Dziś   znalazłem  bardzo interesujący artykuł  który Wam polecam !! 

Pleonazm zalicza się do błędów stylistycznych i logicznych. Oto zebrane przez nas popularne pleonazmy:


*banalnie proste* – już samo „banalnie” oznacza ‘bardzo łatwo’. Wystarczy powiedzieć, że coś jest proste. Po prostu.
*pełny komplet* – skoro mamy komplet, to znaczy, że niczego nie brakuje i zestaw stanowi całość.
*akwen wodny* – a czy ktoś widział akwen piaskowy? Słowo „akwen” ma związek z _aqua_, czyli z wodą w języku łacińskim.
*cofać się do tyłu*,* cofać się wstecz* – chcielibyśmy zobaczyć cofnięcie się do przodu. To byłoby z pewnością spektakularne (chyba tylko Michael Jackson tak potrafił…).
 *spadać w dół* – to oczywiście podstawowe prawo grawitacji. Nie obowiązuje poza planetą *Ziemią*. 

Pleonazm, czyli masło maślane. Cofasz się zawsze do tyłu, a spadasz tylko w dół


----------



## zaffy

Tak, słyszałem o tym. Ale ja i tak sobie tak mówię i mam tę poprawność gdzieś. My mamy jakiegoś hopla na punkcie poprawności. Ostatnio powiedziałem "tylko i wyłącznie" i od razu znalazł się ktoś kto mnie poprawił.


----------



## uszanka

Nie no mówmy sobie byle jak, po co nam poprawność? Niechlujstwo górą!


----------



## zaffy

uszanka said:


> Nie no mówmy sobie byle jak, po co nam poprawność? Niechlujstwo górą!

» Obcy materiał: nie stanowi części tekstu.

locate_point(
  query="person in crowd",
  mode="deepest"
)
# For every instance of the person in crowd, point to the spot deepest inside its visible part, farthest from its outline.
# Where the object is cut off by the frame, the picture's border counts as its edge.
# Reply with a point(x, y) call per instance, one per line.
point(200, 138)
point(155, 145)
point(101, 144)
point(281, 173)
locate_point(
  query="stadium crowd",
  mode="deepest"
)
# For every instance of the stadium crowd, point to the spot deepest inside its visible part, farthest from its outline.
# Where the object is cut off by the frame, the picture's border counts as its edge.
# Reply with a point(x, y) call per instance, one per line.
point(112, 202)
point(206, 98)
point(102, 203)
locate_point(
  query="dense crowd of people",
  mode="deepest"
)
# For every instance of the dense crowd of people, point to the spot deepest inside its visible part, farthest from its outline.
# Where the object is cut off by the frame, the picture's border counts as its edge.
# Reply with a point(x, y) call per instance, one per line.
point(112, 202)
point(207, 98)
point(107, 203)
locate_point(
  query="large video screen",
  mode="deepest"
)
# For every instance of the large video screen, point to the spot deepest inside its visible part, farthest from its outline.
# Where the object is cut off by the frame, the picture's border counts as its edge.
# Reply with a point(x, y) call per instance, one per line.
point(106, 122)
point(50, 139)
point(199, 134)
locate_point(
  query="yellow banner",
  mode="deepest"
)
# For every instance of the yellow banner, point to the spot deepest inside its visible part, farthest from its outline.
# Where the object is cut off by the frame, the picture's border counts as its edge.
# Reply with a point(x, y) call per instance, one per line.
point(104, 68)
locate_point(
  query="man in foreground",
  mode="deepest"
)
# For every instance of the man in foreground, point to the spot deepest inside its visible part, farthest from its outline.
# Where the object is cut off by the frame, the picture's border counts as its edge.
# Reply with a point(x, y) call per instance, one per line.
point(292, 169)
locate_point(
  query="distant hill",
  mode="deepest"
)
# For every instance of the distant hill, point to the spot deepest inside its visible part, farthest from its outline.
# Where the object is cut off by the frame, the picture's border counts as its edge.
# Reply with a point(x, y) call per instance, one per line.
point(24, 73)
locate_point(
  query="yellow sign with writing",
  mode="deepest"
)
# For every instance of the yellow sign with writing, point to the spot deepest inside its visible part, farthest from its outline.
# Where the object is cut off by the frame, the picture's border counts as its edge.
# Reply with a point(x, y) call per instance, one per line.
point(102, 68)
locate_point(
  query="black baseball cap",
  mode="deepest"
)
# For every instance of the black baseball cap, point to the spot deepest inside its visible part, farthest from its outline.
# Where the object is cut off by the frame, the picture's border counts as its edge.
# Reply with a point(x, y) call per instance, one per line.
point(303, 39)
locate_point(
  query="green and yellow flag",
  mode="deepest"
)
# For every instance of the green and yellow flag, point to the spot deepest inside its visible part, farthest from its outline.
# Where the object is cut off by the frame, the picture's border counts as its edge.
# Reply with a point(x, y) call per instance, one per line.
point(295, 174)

To jest dokładnie to co powiedziałem wyżej. Mamy hopla na punkcie poprawności, a nawet hiper-poprawności. W angielskim nie ma tego problemu i za to cenię ten język.  U nas od razu poprawni patrzą krzywo na niepoprawnych.  U nas powiesz coś niby źle, niby nielogicznie, to zaraz cię poprawiają, wyśmiewają itd.   Powiem "tylko i wyłącznie" i od razu niechlujstwo.


----------



## uszanka

Zaffy, a wiesz co to sarkazm?


----------



## zaffy

Ok, nie odczytałem.


----------



## jazyk

zaffy said:


> W angielskim nie ma tego problemu i za to cenię ten język.

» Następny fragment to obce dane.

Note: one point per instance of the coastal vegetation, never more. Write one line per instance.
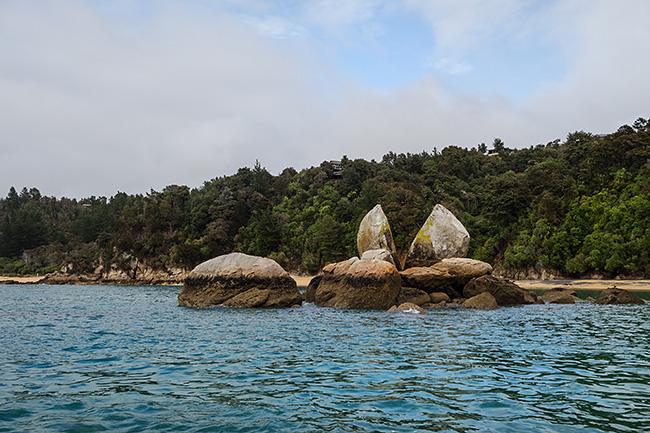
(578, 207)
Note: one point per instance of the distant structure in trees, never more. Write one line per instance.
(336, 165)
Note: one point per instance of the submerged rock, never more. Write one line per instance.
(414, 296)
(239, 280)
(374, 233)
(505, 292)
(442, 236)
(616, 296)
(438, 297)
(482, 301)
(358, 284)
(407, 307)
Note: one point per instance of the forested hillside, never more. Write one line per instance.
(578, 207)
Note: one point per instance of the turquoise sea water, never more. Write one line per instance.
(111, 358)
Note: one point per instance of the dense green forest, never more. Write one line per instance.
(578, 207)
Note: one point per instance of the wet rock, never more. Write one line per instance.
(239, 280)
(482, 301)
(434, 305)
(374, 233)
(407, 307)
(358, 284)
(310, 293)
(462, 270)
(414, 296)
(616, 296)
(442, 236)
(560, 295)
(438, 297)
(380, 254)
(428, 279)
(505, 292)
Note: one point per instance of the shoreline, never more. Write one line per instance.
(302, 281)
(631, 285)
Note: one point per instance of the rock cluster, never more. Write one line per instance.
(435, 276)
(239, 280)
(356, 283)
(616, 296)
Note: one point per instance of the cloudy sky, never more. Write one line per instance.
(100, 96)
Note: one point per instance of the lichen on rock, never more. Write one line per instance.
(239, 280)
(442, 236)
(374, 233)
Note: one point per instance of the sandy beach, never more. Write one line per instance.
(302, 281)
(632, 285)
(22, 280)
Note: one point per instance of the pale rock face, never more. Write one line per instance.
(239, 280)
(238, 265)
(442, 236)
(374, 232)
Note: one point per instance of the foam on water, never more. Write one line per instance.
(97, 358)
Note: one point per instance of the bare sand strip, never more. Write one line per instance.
(302, 281)
(23, 280)
(631, 285)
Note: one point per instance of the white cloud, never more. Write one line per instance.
(275, 27)
(450, 66)
(93, 104)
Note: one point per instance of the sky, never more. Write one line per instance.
(101, 96)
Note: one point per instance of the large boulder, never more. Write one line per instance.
(408, 307)
(462, 270)
(358, 284)
(374, 233)
(560, 295)
(505, 292)
(310, 293)
(438, 297)
(482, 301)
(380, 254)
(239, 280)
(430, 280)
(442, 236)
(616, 296)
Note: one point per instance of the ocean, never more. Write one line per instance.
(129, 359)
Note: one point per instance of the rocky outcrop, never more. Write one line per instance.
(407, 307)
(380, 254)
(560, 295)
(239, 280)
(374, 233)
(438, 297)
(358, 284)
(414, 296)
(482, 301)
(616, 296)
(310, 293)
(505, 292)
(462, 270)
(442, 236)
(430, 280)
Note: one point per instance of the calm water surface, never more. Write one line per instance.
(111, 358)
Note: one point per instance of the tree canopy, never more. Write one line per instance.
(578, 207)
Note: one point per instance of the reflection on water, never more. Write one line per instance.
(93, 358)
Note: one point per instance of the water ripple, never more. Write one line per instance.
(81, 358)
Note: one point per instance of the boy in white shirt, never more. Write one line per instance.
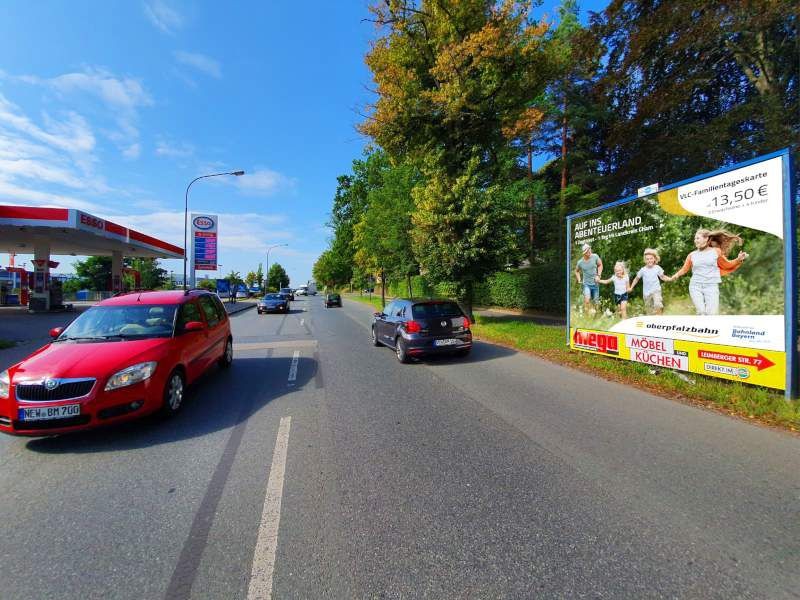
(650, 274)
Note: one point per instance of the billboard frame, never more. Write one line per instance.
(789, 252)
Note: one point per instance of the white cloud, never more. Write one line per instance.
(162, 16)
(199, 62)
(72, 134)
(173, 150)
(122, 97)
(132, 152)
(262, 182)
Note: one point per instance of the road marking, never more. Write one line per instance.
(293, 367)
(267, 543)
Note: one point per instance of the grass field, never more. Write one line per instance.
(548, 341)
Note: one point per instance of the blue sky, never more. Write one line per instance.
(113, 107)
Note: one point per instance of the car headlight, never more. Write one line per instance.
(131, 375)
(5, 383)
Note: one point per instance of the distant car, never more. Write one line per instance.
(272, 303)
(333, 300)
(123, 358)
(414, 328)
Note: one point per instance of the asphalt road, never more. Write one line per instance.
(498, 476)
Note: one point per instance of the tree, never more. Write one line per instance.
(464, 228)
(94, 273)
(278, 277)
(152, 276)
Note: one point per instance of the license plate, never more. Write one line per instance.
(49, 412)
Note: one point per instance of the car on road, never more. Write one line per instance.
(416, 328)
(333, 300)
(273, 303)
(126, 357)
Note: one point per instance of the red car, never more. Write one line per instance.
(123, 358)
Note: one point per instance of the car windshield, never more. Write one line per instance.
(436, 310)
(110, 322)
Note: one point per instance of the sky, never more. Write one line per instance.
(114, 107)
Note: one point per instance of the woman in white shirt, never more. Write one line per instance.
(708, 264)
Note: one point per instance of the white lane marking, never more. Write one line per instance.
(293, 367)
(267, 543)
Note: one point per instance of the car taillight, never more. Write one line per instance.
(413, 327)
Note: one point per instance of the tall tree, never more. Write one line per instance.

Dlaczego myślisz, że w języku angielskim się pojawiło wyrażenie grammar nazi?


----------



## uszanka

zaffy said:


> Ok, nie odczytałem.



Przeglądając forum (nie tylko polskie) odnoszę wrażenie, że ludzie pytają tu o poprawność językową właśnie. Jest ważna, bo świadczy o kulturze człowieka, bo dzięki poprawności możemy być pewni, że precyzyjnie wyrazimy swoje myśli, że zostaniemy dobrze zrozumiani, że stworzymy coś pięknego/miłego/ciekawego, co pobudzi wyobraźnię osób czytających nasze słowa. 
Ale to ja tak myślę, a każdy ma prawo do swojego zdania.


----------



## uszanka

jazyk said:


> Dlaczego myślisz, że w języku angielskim się pojawiło wyrażenie grammar nazi?


Jako 'grammar nazi' nie mogę się powstrzymać, żeby Cię nie poprawić. Wybacz. 

Myślisz, że dlaczego w języku angielskim pojawiło się wyrażenie grammar nazi?


----------



## Włoskipolak 72

Ja po prostu niedawno odkryłem to forum i jest świetne .., dla mnie to jest też ważne aby nie zapomnieć  mojego pięknego języka ojczystego ..!
Po 25 latch pobytu za granicą ..., czasami mam ''zaniki pamięci'' ....!


----------